We only included patients who were admitted to hospital after ED assessment because DNACPR planning was considered unlikely to be routinely undertaken for discharged patients and would be limited to a minority of highly selected cases. We also only included adults (age ≥ 16 years) because previous analysis15 showed that children with suspected COVID-19 had very low rates of confirmed COVID-19 or adverse outcome.

Baseline characteristics at presentation to the ED were recorded prospectively, using a standardised assessment form that doubled as a clinical record (Appendix 1: Standardised Data Collection Form), or retrospectively, through research staff extracting data onto the standardised form using the clinical records. Research staff collected follow-up data onto a standardised follow-up form (Appendix 2: Follow-up Form) using clinical records up to 30 days after presentation. This included recording whether research staff identified a DNACPR decision made at any time between initial presentation and follow-up, and if so, the date of the decision. We only recorded the first decision and did not record whether it was subsequently changed.

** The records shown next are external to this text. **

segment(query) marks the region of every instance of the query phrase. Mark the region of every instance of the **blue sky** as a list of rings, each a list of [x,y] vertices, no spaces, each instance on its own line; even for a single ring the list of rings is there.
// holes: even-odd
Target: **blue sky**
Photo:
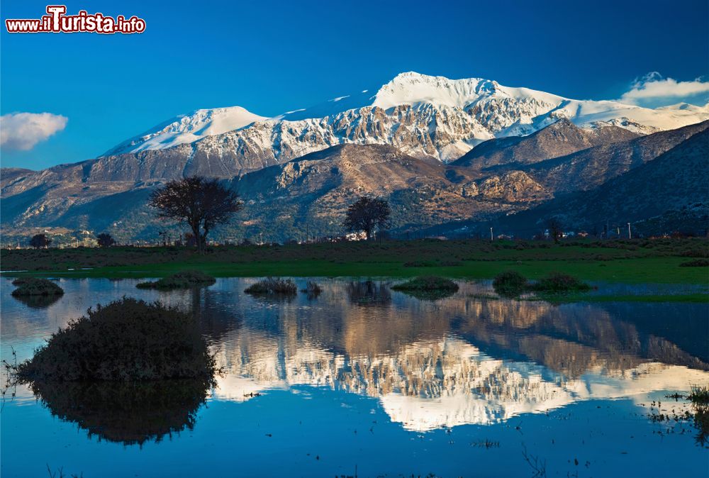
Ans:
[[[46,4],[3,0],[3,23],[39,18]],[[637,5],[69,2],[69,13],[136,15],[146,30],[10,35],[3,25],[0,114],[48,112],[68,121],[30,149],[3,148],[0,160],[30,169],[80,161],[199,108],[239,105],[274,116],[382,84],[404,71],[489,78],[581,99],[620,98],[652,72],[681,85],[705,84],[706,0]],[[637,102],[679,99],[703,104],[708,96]]]

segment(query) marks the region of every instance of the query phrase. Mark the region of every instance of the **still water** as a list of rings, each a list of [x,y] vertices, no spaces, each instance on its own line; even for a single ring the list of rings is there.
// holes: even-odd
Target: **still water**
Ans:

Patients who died or required respiratory, cardiovascular, or renal support were classified as having an adverse outcome. Patients who survived to 30 days without requiring respiratory, cardiovascular, or renal support were classified as having no adverse outcome. Respiratory support was defined as any intervention to protect the patient’s airway or assist their ventilation, including non-invasive ventilation, or acute administration of continuous positive airway pressure. It did not include supplemental oxygen alone or nebulised bronchodilators. Cardiovascular support was defined as any intervention to maintain organ perfusion, such as inotropic drugs, or invasively monitor cardiovascular status, such as central venous pressure or pulmonary artery pressure monitoring, or arterial blood pressure monitoring. We included invasive monitoring as these imply an intention to use cardiovascular support even if it not actually required. It did not include peripheral intravenous cannulation, or fluid administration. Renal support was defined as any intervention to assist renal function, such as haemofiltration, haemodialysis, or peritoneal dialysis. It did not include intravenous fluid administration.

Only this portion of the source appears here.